I can't recommend shooting deer or hogs with subsonic 300 black outside of headshots.
I'm in Texas and have participated in field dressing/processing 4 dozen+ animals that were shot with 300 black. The 3 bullets I've got experience with are the nosler 125gr ballistic tip, barnes 110gr black tip, and hornadys 190gr sub-x.
The barnes at supersonic velocities opens reliably and has left a gorgeous blood trail if the animal moved at all. I've personally shot 6 hogs this year alone with this bullet. Phenomenal results.
The nosler at supersonic velocities has expanded violently, usually causing the loss of shoulder meat from 1 or both shoulders. Bullet performes like you'd expect. I'll admit, I've only seen a few animals killed with this bullet.

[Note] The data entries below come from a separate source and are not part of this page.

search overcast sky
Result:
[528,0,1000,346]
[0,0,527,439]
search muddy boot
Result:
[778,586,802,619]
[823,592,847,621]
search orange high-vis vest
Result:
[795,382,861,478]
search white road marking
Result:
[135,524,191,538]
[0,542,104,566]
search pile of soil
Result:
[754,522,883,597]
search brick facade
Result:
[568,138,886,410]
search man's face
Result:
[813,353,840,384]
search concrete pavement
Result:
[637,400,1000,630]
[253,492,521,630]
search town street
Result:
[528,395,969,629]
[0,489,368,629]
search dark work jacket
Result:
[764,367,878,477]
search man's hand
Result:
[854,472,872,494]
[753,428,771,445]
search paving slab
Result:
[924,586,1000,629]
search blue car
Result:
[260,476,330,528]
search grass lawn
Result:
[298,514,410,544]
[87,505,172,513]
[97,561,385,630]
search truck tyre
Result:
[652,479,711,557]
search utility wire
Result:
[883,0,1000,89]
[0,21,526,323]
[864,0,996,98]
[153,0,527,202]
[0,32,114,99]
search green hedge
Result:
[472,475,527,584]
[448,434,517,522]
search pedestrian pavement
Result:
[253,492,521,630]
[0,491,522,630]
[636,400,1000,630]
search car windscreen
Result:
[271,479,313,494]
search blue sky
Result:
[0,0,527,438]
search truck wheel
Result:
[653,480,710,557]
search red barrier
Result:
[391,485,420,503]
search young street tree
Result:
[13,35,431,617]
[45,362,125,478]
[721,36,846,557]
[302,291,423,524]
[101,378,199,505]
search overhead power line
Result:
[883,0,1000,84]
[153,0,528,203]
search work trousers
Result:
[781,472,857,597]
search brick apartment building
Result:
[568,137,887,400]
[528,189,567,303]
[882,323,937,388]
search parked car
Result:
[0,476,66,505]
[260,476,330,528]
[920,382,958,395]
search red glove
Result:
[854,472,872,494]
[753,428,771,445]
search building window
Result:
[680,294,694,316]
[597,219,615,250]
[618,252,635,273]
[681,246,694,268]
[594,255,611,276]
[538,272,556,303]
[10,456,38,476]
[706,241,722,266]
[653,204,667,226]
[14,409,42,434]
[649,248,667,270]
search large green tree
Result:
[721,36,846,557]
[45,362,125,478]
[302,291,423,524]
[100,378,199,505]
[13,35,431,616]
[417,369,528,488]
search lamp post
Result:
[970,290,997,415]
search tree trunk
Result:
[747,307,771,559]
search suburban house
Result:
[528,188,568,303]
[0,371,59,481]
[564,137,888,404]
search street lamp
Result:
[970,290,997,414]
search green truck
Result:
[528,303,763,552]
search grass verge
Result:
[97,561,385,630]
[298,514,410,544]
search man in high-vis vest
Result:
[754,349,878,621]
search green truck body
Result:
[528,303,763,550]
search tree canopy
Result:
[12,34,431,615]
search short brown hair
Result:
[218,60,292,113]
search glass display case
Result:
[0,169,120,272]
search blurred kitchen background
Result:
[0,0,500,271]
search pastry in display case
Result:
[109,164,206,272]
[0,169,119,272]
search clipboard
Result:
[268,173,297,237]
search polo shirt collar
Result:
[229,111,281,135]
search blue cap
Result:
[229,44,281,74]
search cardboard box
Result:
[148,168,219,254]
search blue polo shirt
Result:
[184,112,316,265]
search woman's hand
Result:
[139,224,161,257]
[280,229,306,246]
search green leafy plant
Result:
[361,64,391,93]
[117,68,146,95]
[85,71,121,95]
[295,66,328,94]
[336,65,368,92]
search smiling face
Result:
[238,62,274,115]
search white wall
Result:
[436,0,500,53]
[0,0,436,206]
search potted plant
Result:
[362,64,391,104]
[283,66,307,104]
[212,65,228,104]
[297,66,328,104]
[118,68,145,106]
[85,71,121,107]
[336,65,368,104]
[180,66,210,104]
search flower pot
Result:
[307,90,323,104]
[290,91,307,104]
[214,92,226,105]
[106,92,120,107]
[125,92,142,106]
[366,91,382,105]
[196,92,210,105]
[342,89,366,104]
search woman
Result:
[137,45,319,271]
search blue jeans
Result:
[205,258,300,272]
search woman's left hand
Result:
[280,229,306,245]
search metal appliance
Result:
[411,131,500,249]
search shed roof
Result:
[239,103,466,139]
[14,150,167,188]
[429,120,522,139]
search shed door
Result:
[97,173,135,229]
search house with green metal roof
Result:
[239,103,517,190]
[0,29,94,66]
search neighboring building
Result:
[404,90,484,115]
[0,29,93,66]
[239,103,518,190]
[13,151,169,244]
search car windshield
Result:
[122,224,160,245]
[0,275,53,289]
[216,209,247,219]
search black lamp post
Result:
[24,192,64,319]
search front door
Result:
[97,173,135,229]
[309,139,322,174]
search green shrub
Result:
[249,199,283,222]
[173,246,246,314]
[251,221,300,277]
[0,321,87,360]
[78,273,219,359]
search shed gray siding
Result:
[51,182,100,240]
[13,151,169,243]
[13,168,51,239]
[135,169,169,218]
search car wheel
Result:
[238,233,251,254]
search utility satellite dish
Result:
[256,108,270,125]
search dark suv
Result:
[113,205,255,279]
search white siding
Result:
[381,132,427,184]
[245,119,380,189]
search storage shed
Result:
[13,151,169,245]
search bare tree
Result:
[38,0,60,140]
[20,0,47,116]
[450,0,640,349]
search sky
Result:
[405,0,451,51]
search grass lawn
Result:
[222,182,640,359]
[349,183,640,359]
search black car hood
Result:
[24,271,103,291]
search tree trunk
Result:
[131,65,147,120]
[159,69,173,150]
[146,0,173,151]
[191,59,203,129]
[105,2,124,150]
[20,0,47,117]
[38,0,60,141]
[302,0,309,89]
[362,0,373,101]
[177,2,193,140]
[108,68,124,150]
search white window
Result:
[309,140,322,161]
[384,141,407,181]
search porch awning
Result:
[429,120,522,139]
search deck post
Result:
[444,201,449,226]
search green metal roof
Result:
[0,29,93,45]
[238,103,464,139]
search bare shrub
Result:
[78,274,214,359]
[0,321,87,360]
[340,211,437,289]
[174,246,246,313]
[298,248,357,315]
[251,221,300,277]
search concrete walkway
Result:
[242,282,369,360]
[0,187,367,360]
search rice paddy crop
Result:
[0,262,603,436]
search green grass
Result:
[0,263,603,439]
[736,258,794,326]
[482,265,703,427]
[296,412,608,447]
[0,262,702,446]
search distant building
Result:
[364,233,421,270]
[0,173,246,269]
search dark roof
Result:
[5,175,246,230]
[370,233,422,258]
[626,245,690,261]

The 190gr sub-x. Where do I start... Hornady has some really good marketing around how this bullet performs. Sometimes (20%) it lives up to the hype. The rest of the time (80%) it doesn't. The problem with sub sonic bullets is that when/if they expand, they rarely have any sort of "explosive" expansion to them (minimal temporal cavity) and this particular bullet does not have the ability to create large cutting petals (like the barnes). So even with perfect bullet performance the internal damage looks a lot like something shot with a field point from a bow, or maybe just better than that. For me, in thick south texas brush its a no go, and officially off the list of approved cartridge/bullet combinations. I've seen several animals hit well (saw bullet impact on the animal as a spotter) that weren't recovered until the birds showed us where the animal died.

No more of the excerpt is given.